Era septiembre de 1985 y los seis inquilinos nos sentábamos a la mesa justo a las 2:30 de la tarde.
Mientras la Sra. S. -dueña de la casa de asistencia en la que vivíamos-, nos servía los alimentos, se hacía un silencio incómodo. Después, cuando nos quedábamos solos, el médico nos hablaba de Adriana, su novia que vivía en el D.F. y trabajaba como interna en un hospital. Nos contaba los pormenores de su próxima boda o nos mostraba las últimas fotos que le había enviado. Alguien interrumpía las noticias románticas con un comentario irónico sobre la deliciosa sopa de fideos que comíamos a diario o anunciaba el robo de algún comestible en la despensa común.
El cirujano trabajaba en "las torres" y era asiduo del raquet-ball de la esquina. La anestesióloga fumaba porros en el jardín y creía que todos los demás teníamos atrofiado el sentido del olfato. El músico/mesero que trabajaba de noche tocando trova en un pequeño lugar cerca del Tilly's, invariablemente amenizaba la comida con alguna rola del Profeta del nopal. C. y P., compañeras de habitación y universidad, eran las responsables de organizar los juegos de mesa y de bajarle cigarros al cirujano y a la anestesióloga (en ese orden).
El médico hacía o recibía llamadas a diario. Aunque secretamente lo envidiábamos, la molestia por hacernos esperar nuestro turno para el uso del teléfono, hacía que nos arremolináramos junto a él para ejercer presión justo una hora después del primer ring. En ocasiones nos pasaba el auricular para escuchar las súplicas de su novia Adriana pidiendo que le dejáramos el teléfono media hora más. En realidad era bastante simpática y usualmente sucumbíamos ante sus "porfas" o a sus promesas de enviarnos ates de membrillo con cajeta.

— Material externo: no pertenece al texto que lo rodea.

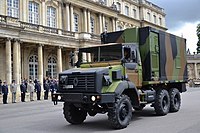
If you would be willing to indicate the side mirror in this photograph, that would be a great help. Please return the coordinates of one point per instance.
(71, 55)
(131, 66)
(123, 60)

Una mañana, el médico tocó desesperadamente la puerta de mi habitación. Corrí tras él al estudio. Ahí estaban todos, incluída la familia S., cuyo hijo y hermano, también doctor, trabajaba en un hospital del D.F. con la novia del cirujano. También la anestesióloga y el músico/mesero eran del D.F. Intentaban comunicarse con sus familiares en vano. Nada sabíamos. Todo suponíamos. El silencio se hacía humo en la espera.
Un día y medio después del terremoto, le pasé una llamada al cirujano. Como en las películas, al recibir la noticia se escurrió por la pared mientras el auricular colgaba de la base del teléfono y la voz de su madre se oía en un fade out lastimoso y terrible. Lloraba gritando su nombre. Lloraba como niño y como hombre solo. Como el viudo que no alcanzó a ser. Mientras lo abrazaba, tomé el auricular y escuché el llanto de su madre. No recuerdo qué le dije. Me distrajo el sonido de un golpe seco en la puerta. Las astillas de madera, la sangre en su puño.
No sé por qué me besó. No éramos amigos. Nunca lo fuimos. Mis labios sangraban mientras repetía su nombre: el mío. La anestesióloga tuvo que separarnos. El cirujano me pedía perdón mientras la nombraba.
Adriana murió aplastada por el techo de uno de los pisos del hospital. El hijo de la Sra. S. sobrevivió en un pequeño claro debajo de unas escaleras derruídas. Rockdrigo murió, y el músico/mesero escondíó su pena frente a la gravedad de otras muertes. La anestesióloga se acabó su dotación de mota de la semana en un día e, imposibilitada para forjar debido a los nervios, nos enseñó a quitar semillas y a mojar bien los zigzags para que los gallitos quedaran apretados. El cirujano se fue al día siguiente sin despedirse de nadie: sólo dejó un sobre con mi nombre con la invitación para su boda.
Era septiembre de 1985. Los seis inquilinos nunca volvimos a sentarnos a la mesa juntos.
Ese día escribí mi primer intento de novela.